Her cell phone, however, had to be. Gravestones had not been erected, but all three burial sites were covered with fake grass, flower memorials, and small American flags stuck upright in loose soil at the heads of the graves.
Feeling like a ghoul, and asking forgiveness from the spirits of the fallen soldiers, I put on latex gloves and began to carefully search among the flowers. I found the phone twenty minutes later, but not in any of the bouquets or vases.
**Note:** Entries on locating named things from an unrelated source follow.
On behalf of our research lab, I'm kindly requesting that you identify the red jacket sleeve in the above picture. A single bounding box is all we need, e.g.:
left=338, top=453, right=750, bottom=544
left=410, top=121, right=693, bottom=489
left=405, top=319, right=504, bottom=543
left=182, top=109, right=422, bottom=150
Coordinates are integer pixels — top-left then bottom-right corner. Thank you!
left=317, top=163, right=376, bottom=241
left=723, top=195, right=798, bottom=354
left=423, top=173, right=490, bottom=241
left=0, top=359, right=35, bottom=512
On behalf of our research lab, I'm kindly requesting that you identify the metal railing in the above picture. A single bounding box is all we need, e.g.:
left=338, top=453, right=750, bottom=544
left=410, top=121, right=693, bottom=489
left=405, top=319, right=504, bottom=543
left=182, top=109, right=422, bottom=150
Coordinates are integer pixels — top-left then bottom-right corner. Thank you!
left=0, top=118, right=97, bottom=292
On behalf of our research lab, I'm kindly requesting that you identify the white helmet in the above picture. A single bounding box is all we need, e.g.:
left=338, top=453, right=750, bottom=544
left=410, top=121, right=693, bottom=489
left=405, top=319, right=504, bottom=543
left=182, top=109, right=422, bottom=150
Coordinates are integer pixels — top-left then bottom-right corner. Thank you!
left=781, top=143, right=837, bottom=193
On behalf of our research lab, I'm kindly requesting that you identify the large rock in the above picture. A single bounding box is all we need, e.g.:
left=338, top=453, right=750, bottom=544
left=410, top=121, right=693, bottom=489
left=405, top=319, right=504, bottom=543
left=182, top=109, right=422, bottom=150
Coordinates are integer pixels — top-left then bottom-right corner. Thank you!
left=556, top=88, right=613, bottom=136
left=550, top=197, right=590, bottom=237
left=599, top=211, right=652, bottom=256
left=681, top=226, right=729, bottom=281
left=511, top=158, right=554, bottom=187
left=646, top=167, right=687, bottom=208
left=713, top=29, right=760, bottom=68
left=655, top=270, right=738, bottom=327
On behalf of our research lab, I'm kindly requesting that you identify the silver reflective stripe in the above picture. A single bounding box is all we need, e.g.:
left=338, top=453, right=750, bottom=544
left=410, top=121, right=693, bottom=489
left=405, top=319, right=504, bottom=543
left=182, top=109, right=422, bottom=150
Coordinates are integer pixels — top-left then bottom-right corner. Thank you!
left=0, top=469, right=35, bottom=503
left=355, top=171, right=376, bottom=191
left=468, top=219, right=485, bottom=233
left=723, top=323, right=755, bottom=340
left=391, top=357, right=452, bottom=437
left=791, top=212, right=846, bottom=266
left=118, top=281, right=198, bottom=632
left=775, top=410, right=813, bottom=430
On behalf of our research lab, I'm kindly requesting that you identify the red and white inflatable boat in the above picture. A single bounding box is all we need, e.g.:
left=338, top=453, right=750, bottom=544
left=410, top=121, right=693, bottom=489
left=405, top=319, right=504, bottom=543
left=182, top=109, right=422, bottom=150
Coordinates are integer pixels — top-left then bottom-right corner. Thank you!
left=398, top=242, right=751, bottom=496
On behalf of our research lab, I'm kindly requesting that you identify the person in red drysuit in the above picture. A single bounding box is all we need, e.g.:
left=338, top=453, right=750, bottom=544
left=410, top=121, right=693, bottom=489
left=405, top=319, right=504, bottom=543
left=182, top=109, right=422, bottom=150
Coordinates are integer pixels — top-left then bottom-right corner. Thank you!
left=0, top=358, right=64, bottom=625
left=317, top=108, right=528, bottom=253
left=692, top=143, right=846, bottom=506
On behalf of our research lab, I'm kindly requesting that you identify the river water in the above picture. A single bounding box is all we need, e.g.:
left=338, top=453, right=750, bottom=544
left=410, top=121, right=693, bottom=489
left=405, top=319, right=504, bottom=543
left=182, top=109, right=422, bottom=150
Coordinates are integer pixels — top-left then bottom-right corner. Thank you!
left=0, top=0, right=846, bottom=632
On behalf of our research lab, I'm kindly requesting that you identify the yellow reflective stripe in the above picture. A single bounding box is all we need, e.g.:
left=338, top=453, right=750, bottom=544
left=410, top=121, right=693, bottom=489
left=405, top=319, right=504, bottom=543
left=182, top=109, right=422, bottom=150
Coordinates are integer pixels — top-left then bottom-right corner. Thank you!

When I lifted the fake grass at the foot of the middle grave, the phone was just lying there inside a sandwich-size Ziploc bag. I crouched, took a picture with my camera phone, and then picked the bag up, studying the phone, which was dark. I turned the bag over. There was a small envelope in there, too. It was addressed to “Dr. Alex.”
I felt angry. Some sick freak was playing me, and I hated it.
But I set those feelings aside and fished out the envelope. It had not been sealed and contained a child’s birthday-party invitation with little bunches of balloons in the corners. There was no date, time, or place entered on the dotted lines, just these words scrawled in an odd script: “You disappoint me, Cross. I told you to stay at home and await further instructions, and here I find you out looking for your family. Go home, or suffer the consequences. Look at the picture on the phone and go home.”
Grinding my teeth, not wanting to look at the photograph, I nevertheless thumbed the button that activated the screen.
Nana Mama was lashed to a chair. Her head was slumped forward on her chest. A person—head and body outside the photograph—stood next to her, holding a bolt-action hunting rifle, pressing the muzzle to the side of her neck.
Chapter
103
I did as the man said. I went home and spent most of the day there, but not before taking a chance and making a short stop at DC’s new state-of-the-art crime lab on E Street in Southwest.
The MPD was in the process of moving from having sworn officers running the lab to employing skilled and degreed civilians who were increasingly taking over the forensics end of investigation in the nation’s capital. But I still knew people in the lab, and when I asked after the manager on duty I got lucky.